Кровать мы застелили уже, но мои перчатки и сумка брошенные валялись там; трудно было не заметить, что я здесь ночевала. Палка Йожи, синтетический его плащ с капюшоном висели на вешалке: на полочке над умывальником остались его кисточка для бритья и мыльная палочка. Я сидела в цветастом халате, который дала мне Гизика; сама она уже успела надеть черное платье и как раз гладила передник и наколку, когда пришел Дюрица. Пои он ощупывал мою ногу, с галереи в комнату вбежала большая трехцветная кошка, любимица Гизики, и стала тереться о брюки Дюрицы, оставляя на них клочья линяющей шерсти. Гизика так тщательно мыла таз после Дюрицы, словно заразы боялась.
Я собиралась сначала ночевать на Острове [11] . Вечером дома никого не было, Юли ушла ко всенощной. Я написала ей записку, что еду в Гранд-отель, взяла вещи и вызвала такси. Доехала, до летнего кинотеатра, отпустила машину. Из Гранд-отеля доносилась музыка, я уже хотела было войти, но тут как раз начали поднимать синие парусиновые навесы над столами: солнце село. Служитель крутил какую-то рукоятку, и синяя парусина медленно, нехотя съеживалась – по мере того, как складывался металлический каркас, на который натянута была ткань. На мгновение я увидела на парусине заплату – помнишь, ее на наших глазах посадил обивщик – и даже ощутила запах той бури, и передо мной возникла стеклянная стена ресторана, из-за которой мы смотрели на плеск дождя и хлесткие молнии.
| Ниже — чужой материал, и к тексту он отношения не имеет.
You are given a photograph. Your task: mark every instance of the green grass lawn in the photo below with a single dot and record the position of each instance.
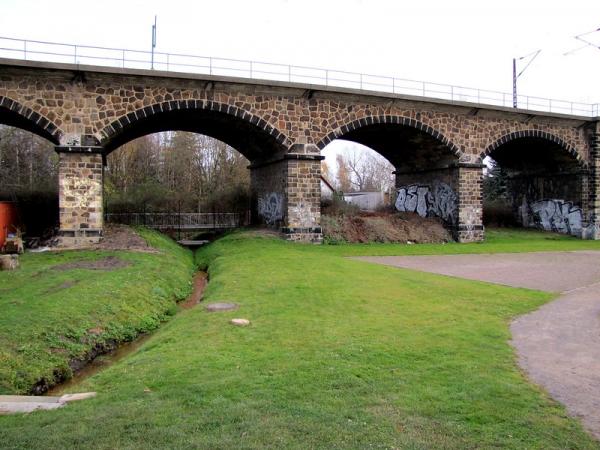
(340, 354)
(50, 314)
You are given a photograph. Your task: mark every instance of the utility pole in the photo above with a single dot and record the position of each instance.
(153, 42)
(514, 82)
(516, 76)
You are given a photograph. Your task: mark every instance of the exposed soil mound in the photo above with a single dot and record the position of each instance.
(122, 237)
(108, 263)
(397, 227)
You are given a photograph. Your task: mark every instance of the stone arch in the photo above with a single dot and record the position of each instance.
(536, 134)
(15, 114)
(393, 120)
(123, 130)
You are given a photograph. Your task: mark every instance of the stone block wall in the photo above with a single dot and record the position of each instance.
(304, 200)
(268, 183)
(429, 193)
(80, 178)
(470, 204)
(592, 231)
(286, 195)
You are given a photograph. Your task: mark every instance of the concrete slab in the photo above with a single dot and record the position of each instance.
(545, 271)
(10, 404)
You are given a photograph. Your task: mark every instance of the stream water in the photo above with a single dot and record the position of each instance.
(101, 362)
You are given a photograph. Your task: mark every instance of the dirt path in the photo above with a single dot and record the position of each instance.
(559, 344)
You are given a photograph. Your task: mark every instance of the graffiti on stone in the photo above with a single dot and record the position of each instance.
(440, 201)
(302, 215)
(270, 207)
(552, 215)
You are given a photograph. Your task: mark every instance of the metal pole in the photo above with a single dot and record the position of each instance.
(514, 82)
(153, 42)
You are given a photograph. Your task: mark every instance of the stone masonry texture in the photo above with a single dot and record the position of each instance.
(274, 125)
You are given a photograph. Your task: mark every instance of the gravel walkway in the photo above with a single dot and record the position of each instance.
(558, 345)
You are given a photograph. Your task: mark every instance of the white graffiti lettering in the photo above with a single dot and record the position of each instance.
(270, 207)
(441, 201)
(552, 215)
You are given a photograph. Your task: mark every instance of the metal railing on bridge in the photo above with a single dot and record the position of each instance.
(208, 65)
(181, 221)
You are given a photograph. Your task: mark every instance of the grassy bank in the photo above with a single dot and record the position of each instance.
(340, 354)
(61, 306)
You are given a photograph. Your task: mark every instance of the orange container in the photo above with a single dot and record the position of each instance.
(8, 220)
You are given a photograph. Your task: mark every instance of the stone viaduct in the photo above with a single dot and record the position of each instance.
(436, 146)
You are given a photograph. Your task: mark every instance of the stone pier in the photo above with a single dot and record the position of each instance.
(80, 178)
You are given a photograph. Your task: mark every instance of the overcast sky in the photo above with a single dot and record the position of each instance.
(468, 43)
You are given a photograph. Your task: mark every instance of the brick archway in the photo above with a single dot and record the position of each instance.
(392, 120)
(536, 134)
(15, 114)
(115, 133)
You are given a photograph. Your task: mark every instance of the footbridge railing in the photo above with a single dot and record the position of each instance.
(209, 65)
(181, 221)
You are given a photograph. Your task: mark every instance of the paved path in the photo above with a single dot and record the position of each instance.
(559, 344)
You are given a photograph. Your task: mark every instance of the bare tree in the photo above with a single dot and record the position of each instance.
(361, 170)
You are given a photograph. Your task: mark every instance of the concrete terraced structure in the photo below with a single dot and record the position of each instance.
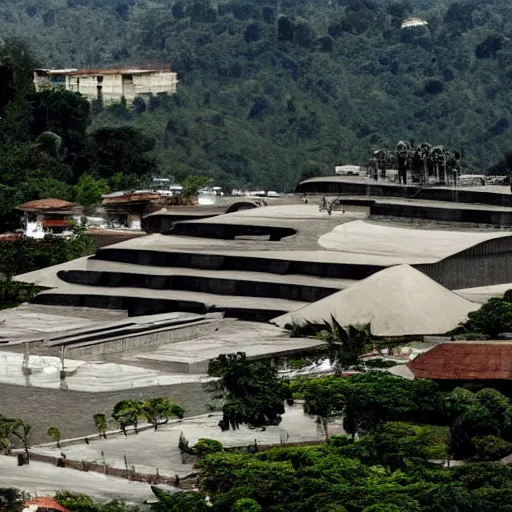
(261, 263)
(484, 205)
(252, 265)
Я повернулась и отправилась обратно в город. Поднялась по лестнице к своей квартире – и тут увидела Гизику: аккуратно расправив на коленях платье, она сидела на верхней ступеньке и ждала. У нее был свободный день, и она пришла позвать меня на ночь к себе. Мы не разговаривали, не объясняли ничего друг другу. Дом, где она живет, – один из тех безобразных многоквартирных домов, каких много в столице; окна квартир выходят на висячие галереи; квартира Гизики 39-я, но есть там и 60-й номер, возле лестницы на чердак. На галерее почти возле каждой двери висела на крюке птичья клетка, внизу, во дворе, визжали дети, из окон несло запахами обеда; дверь общей уборной распахнута была настежь.
Входя к Гизике, я споткнулась о мусорное ведро, и через полчаса нога в щиколотке распухла. Я поужинала в постели; Гизика испекла оладьи со сметаной. В комнате было две кровати, Гизика постелила только одну, в ней мы и спали с ней; над нами висел свадебный портрет Юсти – совсем юная невеста с потупленным взором, в руке крохотный миртовый букетик. Не знаю, куда Гизика отослала Йожи; спрашивать мне не хотелось.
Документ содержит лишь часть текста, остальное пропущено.